Redis is quite a versatile NoSQL, key-value database. Or in-memory cache. Or pub/sub broker. With transactions, stored procedures and fast replication. It’s quite universal. Anyway, the main use-case for Redis is caching. Internally the whole dataset must fit in memory. Redis can optionally persist data on disk, but all online operations happen entirely in memory. This makes Redis extremely fast. It’s often used as an alternative to the widespread Memcached server.
Persistence options are quite interesting and straightforward in Redis. First of all, you can entirely turn off persistence and risk data loss when Redis restarts. That’s sometimes OK, for example when used as cache. Secondly, persistence can be synchronous or asynchronous.
Asynchronous persistence relies on RDB files. They hold a full memory snapshot at point-in-time. These files are great for backup. But the fact they are asynchronous means they are often out-of-date.
Synchronous persistence, on the other hand, appends each and every write in an append-only file. AOF for short. Basically a commit log. Redis performs compaction underneath, but in essence every write lands there. Also they are used to reconstruct the database after a restart. This append-only file is also perfect for replication. Redis has one leader and optionally many followers. Only the leader accepts writes and appends them to AOF. Followers keep reading that file over the network, replaying all writes locally. They remember the position in the file, so after a restart they continue from where they left. This mechanism is similar to subscribers in Kafka. Or commit log replication in relational databases.
The replication process is asynchronous, so each follower may have a slightly outdated version of the history. This is called eventual consistency. When a follower is very outdated, the append-only file might have been compacted in the meantime. In such cases, it will receive the full snapshot and continue receiving deltas.
Turns out you can use AOF, RDB, none, or both at the same time.

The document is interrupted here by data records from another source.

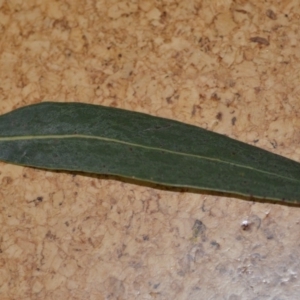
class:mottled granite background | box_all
[0,0,300,299]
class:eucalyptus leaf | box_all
[0,102,299,204]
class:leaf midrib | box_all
[0,134,297,183]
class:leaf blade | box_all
[0,102,299,203]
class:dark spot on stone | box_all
[45,230,56,240]
[210,240,220,249]
[37,196,43,202]
[266,9,277,20]
[192,104,201,116]
[160,11,167,22]
[241,221,251,231]
[216,112,222,121]
[153,283,160,289]
[270,140,277,148]
[231,116,237,125]
[166,97,172,103]
[250,36,270,46]
[264,228,274,239]
[254,87,261,94]
[235,9,248,14]
[211,93,221,101]
[192,219,206,237]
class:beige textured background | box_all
[1,1,300,299]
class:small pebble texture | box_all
[0,1,300,299]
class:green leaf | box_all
[0,102,299,204]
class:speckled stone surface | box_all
[1,1,300,299]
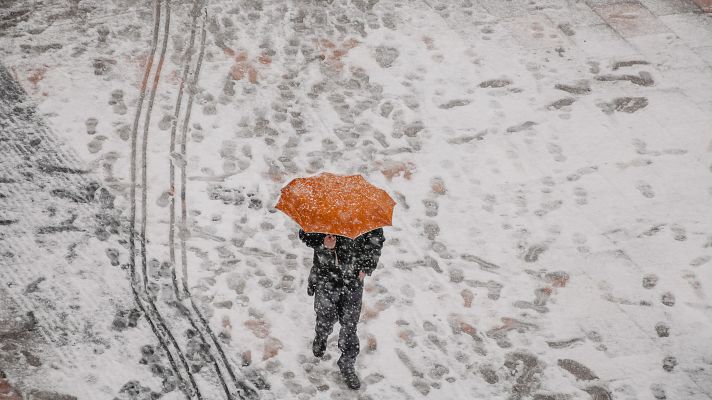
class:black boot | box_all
[312,336,327,358]
[338,359,361,390]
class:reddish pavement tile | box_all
[628,33,708,70]
[638,0,701,15]
[694,46,712,66]
[0,377,21,400]
[502,14,570,50]
[691,0,712,12]
[541,2,606,28]
[478,0,532,18]
[659,13,712,48]
[593,2,671,37]
[584,0,635,5]
[570,23,642,58]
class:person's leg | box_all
[337,284,364,389]
[313,284,339,357]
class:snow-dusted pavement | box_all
[1,0,712,399]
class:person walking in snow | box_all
[275,172,395,389]
[299,228,385,390]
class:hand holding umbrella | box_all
[323,234,337,249]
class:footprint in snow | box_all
[114,123,130,141]
[514,288,551,313]
[655,322,670,337]
[479,365,499,384]
[682,272,704,298]
[547,97,576,111]
[651,383,667,399]
[642,274,658,289]
[585,330,607,352]
[546,337,584,349]
[636,181,655,198]
[461,289,474,307]
[422,198,439,217]
[503,352,544,397]
[557,359,598,381]
[427,333,448,354]
[423,221,439,240]
[661,292,675,307]
[479,79,512,88]
[85,117,98,135]
[574,186,588,205]
[583,386,612,400]
[547,142,567,162]
[109,89,127,115]
[506,121,537,133]
[105,247,120,266]
[689,255,711,267]
[554,80,591,95]
[598,97,648,114]
[87,135,107,154]
[486,318,538,348]
[524,244,547,262]
[465,280,503,300]
[662,356,677,372]
[670,224,686,241]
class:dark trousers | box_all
[313,283,363,367]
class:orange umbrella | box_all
[275,172,395,239]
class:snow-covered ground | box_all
[1,0,712,399]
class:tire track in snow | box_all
[127,1,199,398]
[176,5,260,398]
[131,0,258,397]
[168,0,201,297]
[129,0,160,288]
[140,0,172,294]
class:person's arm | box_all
[356,228,385,276]
[299,229,325,249]
[307,265,318,296]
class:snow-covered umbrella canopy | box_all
[275,172,395,239]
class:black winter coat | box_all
[299,228,385,291]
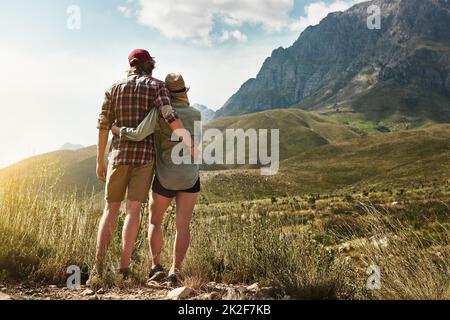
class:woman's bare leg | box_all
[149,192,172,267]
[171,192,198,274]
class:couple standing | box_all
[95,49,201,286]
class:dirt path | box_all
[0,282,276,301]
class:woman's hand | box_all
[111,125,121,137]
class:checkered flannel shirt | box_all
[97,73,179,166]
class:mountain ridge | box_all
[193,103,216,123]
[215,0,450,129]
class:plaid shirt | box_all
[97,73,179,166]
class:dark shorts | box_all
[152,177,201,199]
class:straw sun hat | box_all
[165,73,190,97]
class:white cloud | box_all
[118,6,133,18]
[290,0,365,32]
[218,30,248,43]
[120,0,367,45]
[121,0,293,44]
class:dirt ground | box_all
[0,282,277,301]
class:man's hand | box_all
[96,161,107,182]
[111,125,121,137]
[97,129,109,182]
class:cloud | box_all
[290,0,365,32]
[118,6,133,18]
[119,0,367,45]
[218,30,248,43]
[120,0,293,44]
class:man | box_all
[95,49,193,278]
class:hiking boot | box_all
[86,268,103,287]
[164,270,182,287]
[148,265,166,282]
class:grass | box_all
[1,112,449,299]
[1,167,449,300]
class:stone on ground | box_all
[82,289,95,296]
[246,283,260,292]
[167,287,194,300]
[0,292,12,300]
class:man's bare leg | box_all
[96,202,121,272]
[149,192,172,267]
[171,192,198,274]
[120,200,143,270]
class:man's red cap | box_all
[128,49,153,67]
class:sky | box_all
[0,0,365,168]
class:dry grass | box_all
[0,173,449,300]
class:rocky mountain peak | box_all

All depends on your use case.
So, replication helps with spreading reads onto multiple machines. But what if your dataset doesn’t fit in memory? The most naive approach is called client side partitioning. Each client can connect to multiple, independent Redis nodes. Also, each client manually chooses which node to use for reads and writes. Typically there is some hashing algorithm involved. This approach is quite error prone:
- every client needs to use the same hashing algorithm
- it’s impossible to add or remove nodes to scale the cluster dynamically
- every client needs to connect to every node separately.
Maybe what you need is Redis Cluster? Essentially, every key is associated with one of sixteen thousand hash slots. When there are many Redis nodes in the cluster, each node holds an equal share of hash slots. Adding or removing nodes is transparent, cluster simply moves some hashes to a different location. On top of all of that there is Redis Sentinel. Sentinel provides high-availability to Redis cluster.
Redis has way more features, yet remaining simple and lean. For example, there are transaction that can span multiple keys. Also you can write stored procedures in Lua language. Last but ot least, Redis records can have time-to-live (TTL). This works perfectly when Redis is used as a cache. In fact, Redis became so popular that you can use it natively in the cloud. For example, Amazon’s ElastiCache is built on top of Redis.
That’s it, thanks for listening, bye!